There is this one little tiny step along the working that I don't quite understand, but I think it is better if I write the whole problem and solution for clarity.
Problem: Factorize $5^{1995}-1$ into the product of $3$ integers, and every integer must be greater than $5^{100}$.

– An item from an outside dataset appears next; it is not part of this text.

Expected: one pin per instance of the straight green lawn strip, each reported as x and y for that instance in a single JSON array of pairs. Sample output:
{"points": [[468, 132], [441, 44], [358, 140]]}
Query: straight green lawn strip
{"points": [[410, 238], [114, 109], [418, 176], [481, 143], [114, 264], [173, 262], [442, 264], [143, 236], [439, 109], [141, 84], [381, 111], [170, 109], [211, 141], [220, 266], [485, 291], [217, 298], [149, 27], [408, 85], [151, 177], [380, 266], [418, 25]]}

Solution: Let $5^{399}=n$. So,
\begin{align}
5^{1995}-1 &= (5^{399})^5 - 1\\
&= n^5-1\\
&= (n-1)(n^4+n^3+n^2+n+1)\\
&= (n-1)[(n^2+3n+1)^2-5n(n+1)^2]\\
&= (n-1)[(n^2+3n+1)^2-5\times5^{399}\times(n+1)^2]\\
&=(n-1)[(n^2+3n+1)^2-5^{400}\times(n+1)^2]\\
&=(n-1)[n^2+3n+1+5^{200}(n+1)][n^2+3n+1-5^{200}(n+1)]\\
&=(5^{399}-1)(5^{798}+3\times5^{399}+5^{599}+5^{200}+1)((5^{798}+3\times5^{399}-5^{599}-5^{200}+1)
\end{align}
It is obvious that $5^{798}+3\times5^{399}+5^{599}+5^{200}+1>5^{100}$,
since $5^{399}-5^{100}=5^{100}\times(5^{299}-1)>5-1=4>1$, so $5^{399}-1>5^{100}$.
And since $(5^{798}+3\times5^{399}-5^{599}-5^{200}+1)-(5^{100}+1)$
$=5^{798}+3\times5^{399}-5^{599}-5^{200}-5^{100}$
$=(5^{798}-5^{599})+(5^{399}-5^{200})+(5^{399}-5^{100})+5^{399}>0$
so, $(5^{798}+3\times5^{399}-5^{599}-5^{200}+1)>5^{100}+1>5^{100}$.
So all the three factors are greater than $5^{100}$.
I understand the overall working, but I am wondering how can it get from $(n^4+n^3+n^2+n+1)$ to $[(n^2+3n+1)^2-5n(n+1)^2]$? Going backward is easy, but how about going forward? Does it use any formula or any tricks such as substitution or completing the square etc? In other words, what is the line of thinking? Or maybe are there any other alternatives?
Thanks so much! Helps are greatly appreciated.